La Nouvelle-Angleterre fut la dernière à entrer dans cette vole. Jusqu'en 1816, le congrégationalisme y demeura la religion d'État. Les dissidents obtinrent alors l'abolition de la taxe paroissiale, qui fut remplacée par un Impôt pour le culte, réparti entre les diverses Églises conformément au voeu des imposés. Ce ne fut qu'en 1833, à la suite de longs débats, que la législature du Massachusetts abolit toute taxe obligatoire et laissa à chaque Église le soin de pourvoir, comme elle l'entendrait, à ses propres besoins.

Si la séparation de l'Église et de l'État entraîna à l'origine quelques souffrances, on peut affirmer qu'elle a eu généralement des effets bienfaisants.

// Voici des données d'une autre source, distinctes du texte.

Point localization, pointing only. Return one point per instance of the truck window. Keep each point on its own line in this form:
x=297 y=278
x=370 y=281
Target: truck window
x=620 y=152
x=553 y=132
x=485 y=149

Elle a développé à un rare degré l'initiative individuelle, et, en enlevant aux gouvernements le souci des intérêts religieux, elle en a fait l'affaire de tous. Les Églises, sont bien plus nombreuses et bien mieux dotées qu'elles n'auraient pu l'être sous le régime des religions nationales. Les cinq grandes communautés protestantes (méthodistes, baptistes, presbytériens, congrégationalistes et épiscopaux), ont reçu de leurs fidèles, dans l'année 1872, un revenu de plus de 211 millions de francs; en comptant les autres Églises de moindre importance, on peut estimer à 250 millions le revenu total des Églises protestantes. On évalue à 1,500 millions la valeur des immeubles dont elles disposent (1).

Si l'État s'abstient en Amérique d'intervenir dans les affaires des Églises, il est loin d'être indifférent en matière religieuse. La plupart des constitutions des États commencent par un hommage à Dieu; celle du Massachusetts déclare que « le culte public rendu à Dieu, l'enseignement de la piété, de la religion et de la morale, favorisent le bonheur et la prospérité d'un peuple et la sécurité d'un gouvernement républicain ». La constitution fédérale et les lois des États considèrent le dimanche comme un jour férié. Dans les circonstances solennelles, le congrès, le président ou les gouverneurs d'État fixent des jours d'humiliation ou d'actions de grâces. Dans la plupart des États, les Églises sont exemptes d'impôts, et les pasteurs sont dispensés de tout service public dans la milice ou dans le jury. L'État leur délègue les fonctions d'officiers de l'état civil pour les mariages où leur ministère est réclamé. Les deux Chambres du Congrès ont chacune un chapelain, pris tantôt dans une Église tantôt dans une autre. La Bible est lue dans les écoles publiques. Les faits montrent que, si l'État est séparé des Églises aux États-Unis, il sait reconnaître dans la religion une force morale et sociale digne de tous ses respects.